There are, it must be said, some moments of the pulse-quickening genius that you expect from Björk.

 

While the intimate setting is wonderful the fact that Björk directs each song from a different side of the stage means that she doesn’t engage three quarters of the audience; this, surely, will be addressed as the show evolves. Perhaps most tellingly of all is the fact you actually wish the national treasure that is David Attenborough would shut up, so over-employed is he as a sort of know-it-all narrator, his recorded segments introducing each song’s narrative to the audible frustration of large swathes of the audience who want the show to ebb and flow rather than stop and start.
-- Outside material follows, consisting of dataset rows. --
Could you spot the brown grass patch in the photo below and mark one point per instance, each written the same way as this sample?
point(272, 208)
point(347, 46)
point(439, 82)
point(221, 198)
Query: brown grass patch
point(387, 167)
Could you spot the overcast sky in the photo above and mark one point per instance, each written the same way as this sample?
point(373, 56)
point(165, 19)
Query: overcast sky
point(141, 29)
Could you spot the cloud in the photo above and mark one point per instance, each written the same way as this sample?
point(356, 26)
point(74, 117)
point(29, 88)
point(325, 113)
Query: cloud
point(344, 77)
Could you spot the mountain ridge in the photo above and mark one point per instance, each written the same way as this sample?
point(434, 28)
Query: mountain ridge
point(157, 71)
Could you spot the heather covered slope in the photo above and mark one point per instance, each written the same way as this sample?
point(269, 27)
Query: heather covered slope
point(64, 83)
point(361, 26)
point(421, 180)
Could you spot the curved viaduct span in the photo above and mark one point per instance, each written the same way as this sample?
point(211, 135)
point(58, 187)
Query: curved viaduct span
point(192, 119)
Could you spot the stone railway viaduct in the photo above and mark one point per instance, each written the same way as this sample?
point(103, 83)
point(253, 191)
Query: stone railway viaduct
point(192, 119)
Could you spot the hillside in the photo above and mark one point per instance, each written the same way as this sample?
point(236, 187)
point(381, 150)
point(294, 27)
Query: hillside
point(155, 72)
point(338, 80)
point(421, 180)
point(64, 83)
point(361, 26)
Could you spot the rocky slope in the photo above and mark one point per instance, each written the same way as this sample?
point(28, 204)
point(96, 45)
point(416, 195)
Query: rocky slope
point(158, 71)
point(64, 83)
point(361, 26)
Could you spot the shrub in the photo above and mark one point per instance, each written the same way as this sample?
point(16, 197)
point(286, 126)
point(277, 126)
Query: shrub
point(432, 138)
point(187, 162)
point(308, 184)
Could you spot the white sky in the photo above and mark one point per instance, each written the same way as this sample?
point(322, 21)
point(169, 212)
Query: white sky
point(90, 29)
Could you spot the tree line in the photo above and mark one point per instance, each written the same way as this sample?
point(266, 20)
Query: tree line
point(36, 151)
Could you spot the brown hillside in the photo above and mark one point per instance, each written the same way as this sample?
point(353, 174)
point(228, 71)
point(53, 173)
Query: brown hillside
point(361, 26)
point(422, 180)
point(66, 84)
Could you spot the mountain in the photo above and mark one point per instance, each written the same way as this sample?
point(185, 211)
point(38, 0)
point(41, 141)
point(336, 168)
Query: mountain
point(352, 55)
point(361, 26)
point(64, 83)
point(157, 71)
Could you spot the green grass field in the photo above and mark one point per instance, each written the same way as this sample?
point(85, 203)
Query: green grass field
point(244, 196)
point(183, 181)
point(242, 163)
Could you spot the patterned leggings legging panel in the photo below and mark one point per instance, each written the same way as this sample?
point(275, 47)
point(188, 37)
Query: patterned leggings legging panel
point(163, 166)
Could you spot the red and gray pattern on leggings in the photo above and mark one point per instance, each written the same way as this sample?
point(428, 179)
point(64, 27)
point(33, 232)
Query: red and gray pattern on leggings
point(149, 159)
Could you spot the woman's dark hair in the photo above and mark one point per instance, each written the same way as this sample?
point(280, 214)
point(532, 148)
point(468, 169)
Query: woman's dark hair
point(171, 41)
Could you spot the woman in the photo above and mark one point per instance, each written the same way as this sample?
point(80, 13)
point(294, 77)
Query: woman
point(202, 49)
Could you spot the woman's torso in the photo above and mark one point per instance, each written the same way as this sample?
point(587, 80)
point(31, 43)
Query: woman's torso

There are, it must be said, some moments of the pulse-quickening genius that you expect from Björk, including radical reworkings of some her classics, such as ‘Hidden Place’ and ‘All Is Full Of Love’, the latter making full use of the Icelandic choir with an elegiac rendition that has the crowd moving as one. The best though, is saved for the encore, when Björk returns to the stage alone save for the company of her percussionist Manu Delago, who sets about gently patting his gamelan set before the two perform a mesmerising, stripped-back version of ‘One Day’; here, at last, Björk’s dramatic, emotive delivery connects front and centre with everyone in the room.

Oh, and some news just in: Björk will bring Biophilia to the Isle of Wight in September, as she’s been confirmed as one of the headliners of Bestival 2011.